Figure 6. The exact solution $v(x,\mathbf{y})$, the regularization solution $v^{\mu ,\delta }(x,\mathbf{y})$, and the error $v^{\mu ,\delta }(x,\mathbf{y})-v(x,\mathbf{y})$ at $x=0.8$ when $ϵ=0.01$ and $k=100$.

6. Discussion

Numerical experiments show that the regularization solution is stable for both the a priori and a posteriori parameter choice strategies. Compared with the a priori choice strategy, the results of the a posteriori choice strategy are better. The numerical results show that the Gaussian kernel function is superior to the Dirichlet and the Poussin kernel function. The graphs given in Examples 1 and 2 show that the approximation effect of the regularization solution is better for smaller $x\in (0,1)$.

7. Conclusions

In this paper, we propose a general framework of the mollification regularization method to solve the Cauchy problem for a multi-dimensional modified Helmholtz equation. The common conditions that the regularization convolution kernel function should satisfy are summarized. Many kernel functions satisfy these conditions, such as the Dirichlet kernel, the Poussion kernel, the Gaussian kernel, and so on. Considering the a priori choice strategy of the regularization parameter, we give the convergence rate of the regularization solution when $0<x<1$ and $x=1$, respectively. A new a posteriori choice strategy of the regularization parameter based on Morozov’s discrepancy principle is introduced, and the convergence rate of the regularization solution is also given when $0<x<1$. Numerical experiments show that the a posteriori parameter choice strategy is better than the a priori strategy, and the Gaussian kernel function has a slight advantage over the other kernel functions.

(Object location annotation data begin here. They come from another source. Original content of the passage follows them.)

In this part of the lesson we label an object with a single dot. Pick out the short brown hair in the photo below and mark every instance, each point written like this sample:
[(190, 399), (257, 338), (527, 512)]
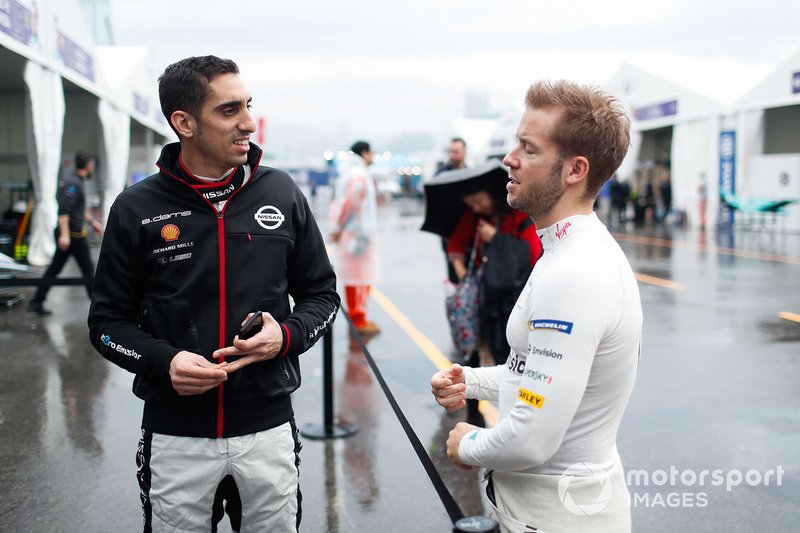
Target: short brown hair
[(184, 84), (592, 123)]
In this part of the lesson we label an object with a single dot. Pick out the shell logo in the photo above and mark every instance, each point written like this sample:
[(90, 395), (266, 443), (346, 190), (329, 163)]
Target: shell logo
[(170, 232)]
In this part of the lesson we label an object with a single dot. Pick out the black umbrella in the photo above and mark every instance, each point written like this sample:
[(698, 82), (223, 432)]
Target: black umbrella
[(443, 204)]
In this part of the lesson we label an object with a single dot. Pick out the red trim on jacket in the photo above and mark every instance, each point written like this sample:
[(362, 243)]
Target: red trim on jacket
[(287, 340)]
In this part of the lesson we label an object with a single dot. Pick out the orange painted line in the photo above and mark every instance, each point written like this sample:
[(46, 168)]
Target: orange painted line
[(427, 346), (719, 250), (786, 315), (667, 284)]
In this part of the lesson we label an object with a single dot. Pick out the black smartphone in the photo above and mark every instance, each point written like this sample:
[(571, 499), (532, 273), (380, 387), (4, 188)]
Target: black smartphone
[(251, 326)]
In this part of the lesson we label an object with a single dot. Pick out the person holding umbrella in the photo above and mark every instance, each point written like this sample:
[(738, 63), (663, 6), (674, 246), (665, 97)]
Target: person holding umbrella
[(575, 332), (506, 244), (355, 231)]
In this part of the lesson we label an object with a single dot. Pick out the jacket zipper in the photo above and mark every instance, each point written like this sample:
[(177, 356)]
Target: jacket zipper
[(222, 314), (222, 284)]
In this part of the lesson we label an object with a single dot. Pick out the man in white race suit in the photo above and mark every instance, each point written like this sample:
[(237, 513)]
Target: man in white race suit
[(575, 332)]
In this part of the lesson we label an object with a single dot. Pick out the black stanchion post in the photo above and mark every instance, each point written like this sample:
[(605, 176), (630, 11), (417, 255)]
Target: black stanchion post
[(476, 524), (329, 428)]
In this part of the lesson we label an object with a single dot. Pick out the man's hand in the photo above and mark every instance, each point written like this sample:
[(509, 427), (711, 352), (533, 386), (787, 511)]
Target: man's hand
[(63, 241), (262, 346), (449, 389), (453, 441), (194, 374), (488, 231), (460, 268)]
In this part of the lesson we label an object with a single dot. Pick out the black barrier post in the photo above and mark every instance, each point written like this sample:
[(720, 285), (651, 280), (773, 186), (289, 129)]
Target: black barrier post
[(476, 524), (329, 429)]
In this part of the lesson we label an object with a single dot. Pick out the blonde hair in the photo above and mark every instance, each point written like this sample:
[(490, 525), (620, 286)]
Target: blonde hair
[(591, 123)]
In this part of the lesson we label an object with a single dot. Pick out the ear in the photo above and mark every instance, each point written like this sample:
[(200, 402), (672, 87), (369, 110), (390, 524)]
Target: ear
[(577, 170), (184, 123)]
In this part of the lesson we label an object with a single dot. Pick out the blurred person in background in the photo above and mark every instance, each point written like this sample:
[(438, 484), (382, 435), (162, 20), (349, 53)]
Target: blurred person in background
[(507, 249), (355, 231), (575, 331), (71, 234), (456, 160)]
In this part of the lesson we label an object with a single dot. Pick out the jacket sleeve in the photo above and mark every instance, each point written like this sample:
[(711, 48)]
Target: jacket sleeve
[(116, 301), (312, 285)]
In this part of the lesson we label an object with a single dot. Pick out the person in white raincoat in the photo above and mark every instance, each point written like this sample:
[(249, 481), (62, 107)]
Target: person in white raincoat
[(355, 231)]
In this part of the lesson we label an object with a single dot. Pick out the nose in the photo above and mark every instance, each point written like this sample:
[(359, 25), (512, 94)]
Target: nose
[(248, 123), (509, 160)]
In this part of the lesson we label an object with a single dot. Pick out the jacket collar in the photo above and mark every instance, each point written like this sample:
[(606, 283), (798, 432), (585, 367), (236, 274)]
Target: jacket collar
[(169, 164)]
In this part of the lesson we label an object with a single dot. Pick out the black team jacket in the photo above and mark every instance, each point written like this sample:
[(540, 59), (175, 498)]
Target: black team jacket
[(175, 274)]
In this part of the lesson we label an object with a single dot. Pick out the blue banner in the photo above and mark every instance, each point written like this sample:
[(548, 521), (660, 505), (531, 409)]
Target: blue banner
[(664, 109), (727, 173), (74, 57), (15, 20)]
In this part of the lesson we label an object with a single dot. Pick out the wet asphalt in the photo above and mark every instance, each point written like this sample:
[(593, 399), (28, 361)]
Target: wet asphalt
[(716, 393)]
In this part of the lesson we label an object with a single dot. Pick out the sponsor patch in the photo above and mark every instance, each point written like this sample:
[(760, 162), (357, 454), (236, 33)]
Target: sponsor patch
[(269, 217), (170, 232), (544, 352), (530, 398), (561, 231), (535, 375), (555, 325), (166, 216), (130, 352)]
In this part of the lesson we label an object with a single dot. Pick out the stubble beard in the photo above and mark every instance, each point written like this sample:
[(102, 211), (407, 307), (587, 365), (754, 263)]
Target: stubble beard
[(537, 202)]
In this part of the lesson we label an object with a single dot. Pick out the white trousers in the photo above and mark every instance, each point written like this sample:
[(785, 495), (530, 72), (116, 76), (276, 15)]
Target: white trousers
[(184, 480)]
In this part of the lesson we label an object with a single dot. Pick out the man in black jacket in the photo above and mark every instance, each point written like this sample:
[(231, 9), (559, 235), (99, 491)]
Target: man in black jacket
[(189, 253)]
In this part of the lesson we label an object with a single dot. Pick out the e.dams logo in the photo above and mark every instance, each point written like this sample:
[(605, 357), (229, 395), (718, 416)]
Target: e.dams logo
[(170, 232), (269, 217)]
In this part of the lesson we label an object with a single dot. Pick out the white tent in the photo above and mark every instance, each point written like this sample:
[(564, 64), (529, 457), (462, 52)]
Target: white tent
[(767, 122), (55, 89), (674, 126)]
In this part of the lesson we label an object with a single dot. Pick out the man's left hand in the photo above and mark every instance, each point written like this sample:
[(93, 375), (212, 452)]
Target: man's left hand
[(454, 439), (488, 231), (262, 346)]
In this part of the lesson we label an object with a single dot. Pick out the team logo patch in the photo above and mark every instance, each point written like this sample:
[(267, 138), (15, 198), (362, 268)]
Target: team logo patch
[(530, 398), (555, 325), (561, 231), (269, 217), (170, 232)]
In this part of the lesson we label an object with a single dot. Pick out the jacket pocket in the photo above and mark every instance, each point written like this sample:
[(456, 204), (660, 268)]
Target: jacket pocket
[(170, 320)]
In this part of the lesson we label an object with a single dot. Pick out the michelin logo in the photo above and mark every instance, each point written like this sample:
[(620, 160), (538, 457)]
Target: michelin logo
[(106, 340), (555, 325)]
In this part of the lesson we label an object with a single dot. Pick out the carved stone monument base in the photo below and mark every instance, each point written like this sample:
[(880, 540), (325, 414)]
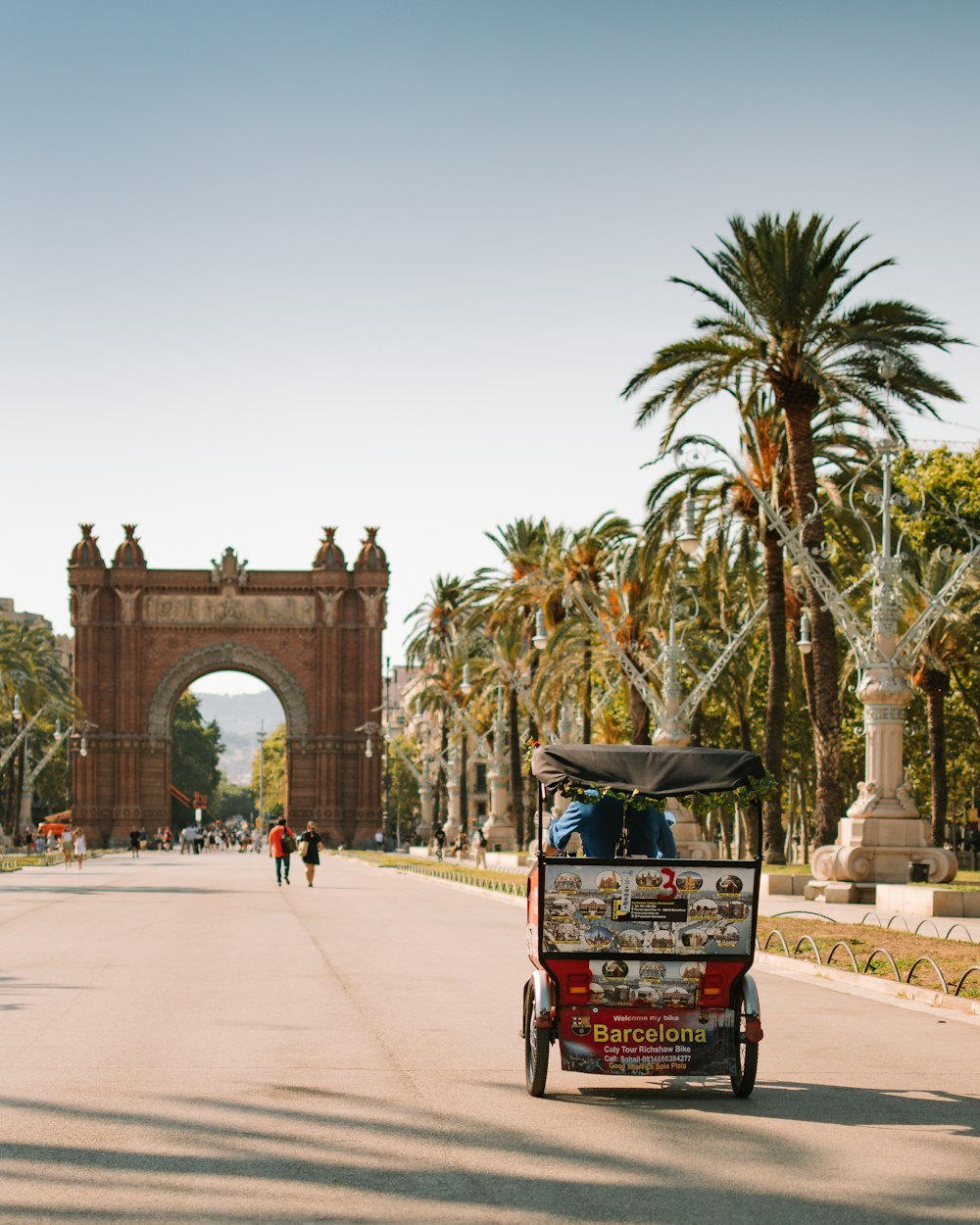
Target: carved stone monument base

For future research, we plan to continue our research on the a posteriori choice strategy of the regularization parameter and apply the general mollification regularization method to solve other ill-posed problems, e.g., the inverse heat conduction problem, the edge detection problem, the inverse source problem of diffusion equations, etc.